Because I represent a BIG company that can't afford to risk having him get run over by a bus and totally losing support for that app, I told him that we wanted the source code. He was offended, and flatly refused.
He claimed that we might take the source code and give it away! Puhleeze. We sign contracts that protect the vendor and protect us. I asked him to put the source in escrow, and he would not do that either. We ended up taking a pass on that product. We both lost. As a company we are not out to shaft our vendors. We have enough trouble getting the apps in place and working in our environment to have time to mess around with clobbering our vendors.
I hope that your leadership can lighten up.
But Herr Heisenberg, how does the electron know when I'm looking?
Unfortunately the application works well. This means that we have to tolerate for the short term the lack of design present in the product.
The one application I'm dealing with presently is a J2EE app where the installation procedure requires publishing the EAR and then manually editing files in the expanded EAR. Ick.
The first several releases of this app were POJO, and their model was to manually edit files in the expanded JAR files, too.
We're working with them to make the product better by writing it in a way that fits the J2EE model, but in the interim, their functionality is substantially better than the competition so I have to live with this model.
FWIW, they are responsive - I think that these are growing pains related to learning how to develop J2EE apps and live in an enterprise environment, so the long-term outlook is good, but the short term outlook includes painful support.
But Herr Heisenberg, how does the electron know when I'm looking?
*smile*
Any posting in reference to an enterprise that starts "Dude" probably makes some assumptions that are not accurate.
But Herr Heisenberg, how does the electron know when I'm looking?
I mentioned your .sig to my wife.
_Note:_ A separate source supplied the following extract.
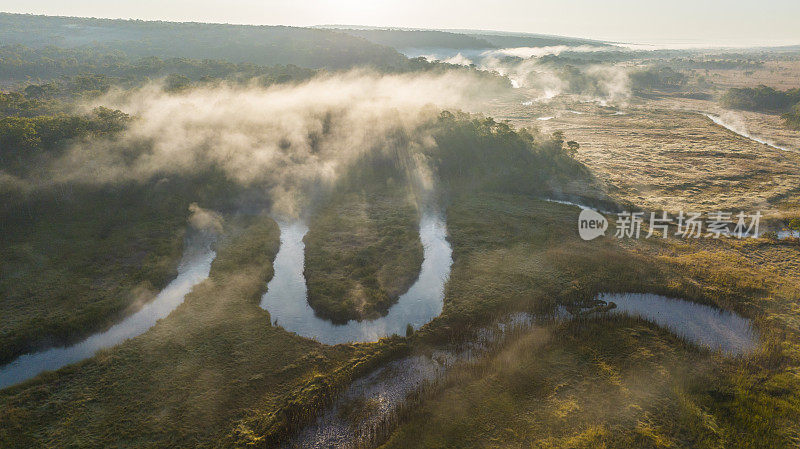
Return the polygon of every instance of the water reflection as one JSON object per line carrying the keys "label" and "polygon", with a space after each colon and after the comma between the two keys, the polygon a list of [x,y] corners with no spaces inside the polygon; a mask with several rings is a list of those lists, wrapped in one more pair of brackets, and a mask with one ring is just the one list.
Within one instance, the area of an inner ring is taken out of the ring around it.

She wants to know how that attitude about women (and cofee) is working out for you.
But Herr Heisenberg, how does the electron know when I'm looking?
Clamping down on IP/port only initially limits the vendor. Once they're on their box they can use that as a staging post.
Which is why you limit it to protocols that are difficult to hack and lock down the enterprise security so the worst they can possibly do is root one box, and worst they can probably do is mess up their configuration and have to rebuild.
Of course the key is to overcome the barrier of incompetence. Make it so it takes more than incompetent fumbling to break security, and trust your partners, WHOM YOU GIVE MONEY TO REGULARLY, to not purposely break the security. Their primary interest is to protect that revenue stream, they'll do the right thing...
I am disrespectful to dirt! Can you see that I am serious?!
I work at some large banks as an external and frankly, I am shocked about the access given to offsite vendor support staff. The issue is that when the system goes down, you want them to be able to fix things, it is fastest and most 'convenient' that they can access your system, and this is what the bosses are told and thus the firewall is opened.
Layer everthing atop email messages, just like Outlook's calendaring function does.